Russian police rounded up more than 1,000 people in Moscow on Saturday in one of the biggest crackdowns of recent time decrying President Vladimir Putin’s tight grip on power.
Police put participation at more than 3,500 people, of whom it said around 700 people were journalists and bloggers.
The detentions came around a protest to demand that opposition members be allowed to run in a local election.
Authorities had declared it illegal and sought to block participation, but several thousand people turned up anyway in one of the longest and most determined protests of recent years.
Chants of “Russia without Putin” and “Putin resign” echoed through central Moscow as guardsmen clad in riot gear beat back protesters with batons and roughly detained people.

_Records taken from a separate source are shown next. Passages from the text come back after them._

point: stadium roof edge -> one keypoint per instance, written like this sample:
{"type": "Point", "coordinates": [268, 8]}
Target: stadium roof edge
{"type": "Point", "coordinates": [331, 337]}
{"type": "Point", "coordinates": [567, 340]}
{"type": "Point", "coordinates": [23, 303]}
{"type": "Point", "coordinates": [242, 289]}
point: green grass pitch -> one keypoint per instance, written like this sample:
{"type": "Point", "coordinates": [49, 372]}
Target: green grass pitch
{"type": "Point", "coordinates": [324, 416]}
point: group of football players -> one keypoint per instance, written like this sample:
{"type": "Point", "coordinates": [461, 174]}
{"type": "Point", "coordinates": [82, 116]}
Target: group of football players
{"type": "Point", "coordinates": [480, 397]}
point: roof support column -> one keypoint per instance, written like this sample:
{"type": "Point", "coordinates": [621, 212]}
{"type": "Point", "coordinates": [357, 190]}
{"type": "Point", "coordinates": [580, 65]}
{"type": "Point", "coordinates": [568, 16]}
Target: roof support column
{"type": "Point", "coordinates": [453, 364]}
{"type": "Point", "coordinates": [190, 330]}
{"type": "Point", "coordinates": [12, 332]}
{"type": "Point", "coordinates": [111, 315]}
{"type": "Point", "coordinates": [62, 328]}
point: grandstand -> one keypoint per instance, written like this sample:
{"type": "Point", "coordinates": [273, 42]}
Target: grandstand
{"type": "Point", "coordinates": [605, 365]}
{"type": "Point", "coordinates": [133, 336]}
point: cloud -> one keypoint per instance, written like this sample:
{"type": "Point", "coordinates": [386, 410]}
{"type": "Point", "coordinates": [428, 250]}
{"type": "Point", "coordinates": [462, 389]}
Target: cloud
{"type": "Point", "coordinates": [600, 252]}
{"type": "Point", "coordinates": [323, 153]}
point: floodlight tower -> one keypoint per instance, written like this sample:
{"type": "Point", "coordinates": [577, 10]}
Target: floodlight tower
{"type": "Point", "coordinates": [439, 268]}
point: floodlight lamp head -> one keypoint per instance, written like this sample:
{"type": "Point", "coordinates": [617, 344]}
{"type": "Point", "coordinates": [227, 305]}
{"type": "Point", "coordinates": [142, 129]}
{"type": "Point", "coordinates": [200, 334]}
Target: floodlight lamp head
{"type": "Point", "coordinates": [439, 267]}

Saturday’s events showed how activists and especially younger people remain intent on pressing to open Russia’s tightly-choreographed political system to competition.
Jailed opposition leader Alexei Navalny had called the protest to persuade officials to allow opposition-minded candidates to run in a Sept. 8 vote.
Authorities say they were barred because they failed to collect sufficient genuine signatures in their support.
Opinion polls in the past have shown support for Navalny, a lawyer and anti-corruption activist, only in the single digits. But backers note he won almost a third of the vote in a 2013 Moscow mayoral race and say his movement could build momentum in the Russian capital if allowed to compete fairly.
Though Putin’s approval rating is still high at well over 60 percent, it is lower than it used to be due to discontent over years of falling incomes. Last year, he won a landslide re-election and a new six-year term until 2024.